Shares of Peloton Interactive Inc. fell again Thursday toward an eight-month low ahead of the at-home-fitness company’s fiscal third-quarter results, but the technical damage may have already been done with the formation of a bearish head-and-shoulders chart pattern.
was down 0.5% in afternoon trading, reversing an earlier intraday gain of as much 3.3%. The stock was on track for its lowest close since Sept. 14.
On Wednesday, the stock tumbled 14.6% after the company did an about face and decided to recall its Treat+ treadmills after a child died, and many others were injured. Chief Executive John Foley apologized, saying it was a “mistake” to resist the urging of safety regulators for a recall, until about two months after reports of the death first surfaced.
The company surprised analysts by also voluntarily recalling 1,050 Tread treadmills citing risk of injury, as the touchscreen can detach and fall.
BofA Securities analyst Justin Post followed by downgrading Peloton to neutral from buy and slashing his price target by 33%, to $100 from $150.
Post said the potential loss of Tread+ subscribers given the company’s handling of the matter is not his biggest concern surrounding the stock’s valuation, as the Tread+ made up only about 5% of total subscribers.
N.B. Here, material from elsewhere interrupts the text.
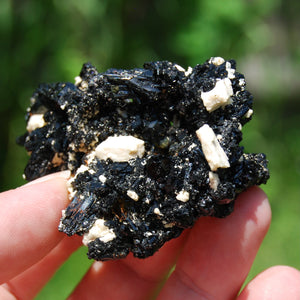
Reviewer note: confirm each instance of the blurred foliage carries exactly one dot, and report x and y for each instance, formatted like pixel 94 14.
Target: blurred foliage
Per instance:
pixel 48 41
His biggest concern is the impact of the much smaller recall of the lower-priced Tread treadmills, as his bullish stance on the stock was based on expectations that Tread sales would provide a “significant growth driver” in fiscal 2022. Post now believes both the U.S. launch of Tread and potential unit sales could be delayed, “enabling an opportunity for competitors.”
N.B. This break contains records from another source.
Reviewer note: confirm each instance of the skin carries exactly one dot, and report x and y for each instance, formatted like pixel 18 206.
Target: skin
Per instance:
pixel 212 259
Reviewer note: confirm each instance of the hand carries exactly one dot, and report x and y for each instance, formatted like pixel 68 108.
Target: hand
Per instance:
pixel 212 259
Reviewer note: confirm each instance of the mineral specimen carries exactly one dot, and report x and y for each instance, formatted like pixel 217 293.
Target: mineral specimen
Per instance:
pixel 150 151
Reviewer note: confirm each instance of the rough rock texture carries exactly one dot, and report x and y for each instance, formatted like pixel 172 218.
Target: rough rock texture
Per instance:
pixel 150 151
UBS analyst Arpine Kocharyan said besides delaying the rollout of the Tread product in the U.S., which was originally scheduled for this month, the recall’s risk to investors includes the potential negative effect on brand quality, safety reputation and consumer purchasing sentiment.
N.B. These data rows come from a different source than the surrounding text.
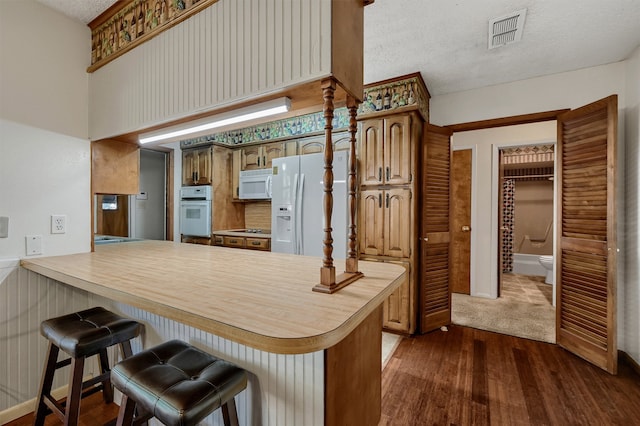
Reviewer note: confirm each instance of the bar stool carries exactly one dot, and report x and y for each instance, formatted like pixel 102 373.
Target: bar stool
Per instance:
pixel 178 384
pixel 81 335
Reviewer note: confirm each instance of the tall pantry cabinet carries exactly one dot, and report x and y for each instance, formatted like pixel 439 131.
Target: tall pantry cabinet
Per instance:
pixel 389 152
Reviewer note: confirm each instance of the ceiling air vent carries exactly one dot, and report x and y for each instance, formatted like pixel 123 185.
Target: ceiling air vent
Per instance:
pixel 506 29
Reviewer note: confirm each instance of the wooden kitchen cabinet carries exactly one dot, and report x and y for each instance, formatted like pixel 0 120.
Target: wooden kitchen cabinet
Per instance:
pixel 386 228
pixel 260 156
pixel 257 157
pixel 388 208
pixel 386 150
pixel 239 241
pixel 197 166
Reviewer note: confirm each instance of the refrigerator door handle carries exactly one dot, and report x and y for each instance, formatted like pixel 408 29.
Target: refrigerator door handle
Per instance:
pixel 294 222
pixel 299 215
Kocharyan said the company also faces “increased warranty costs and repair-related expenses” and product liability and recall-related legal costs.
She reiterated her sell rating and $124 stock price target.
Peloton is scheduled to release fiscal third-quarter results after Thursday’s closing bell.
The company has previously released six quarterly reports since going public in September 2019. The stock has closed lower on five of the six days after results were reported, by and average of 6.0%. The one time it rose, it soared 16.0% after fiscal third-quarter 2020 results.
Bearish chart pattern rears its head and shoulders
Wednesday’s stock selloff confirmed the break of the “neckline,” that defined a classic head-and-shoulders chart pattern.
The head-and-shoulders is of the best known and more respected trend reversal patterns, as it depicts a change in tide at the end of a long-term trend.
The first shoulder and a new high at the top of the head of the pattern — a higher high — represents success of the uptrend. The second shoulder — lower peak — represents failure to continue the uptrend, while a break of the neckline — lower trough — suggests bulls have given up.
Basically, the pattern shows how the trend’s tide has shifted from a pattern of higher highs and higher lows to a pattern of lower highs and lower lows. And according to the widely followed, century-old Dow Theory of technical analysis, a downtrend is defined by a pattern of lower peaks and lower troughs.
The stock got a major boost last year from the stay-at-home trend resulting from the COVID-19 pandemic. It had soared 758% from its March 2020 closing low of $19.51 to its January high. The pullback began as the rollout of COVID-19 vaccines weighed on pandemic beneficiaries. The stock has now shed 44.6% over the past three months, while the S&P 500 index
has gained 7.4%.
The top of the first shoulder was the Oct. 15, 2020 close of $136.43, the top of the head was the Jan. 13 record close of $167.42 and the top of the second shoulder was the April 8 close of $123.62.
The neckline was the line connecting the Nov. 9 close of $100.01 to the March 8 close of $101.35.
Many say the downside projection of a confirmed head-and-shoulders pattern is derived by subtracting the height of the pattern, which is the spread between the neckline and the top of the head, from the point where the neckline broke. Based on that measurement, the downside target would roughly be $35.
Upside levels to watch would start at the broken neckline.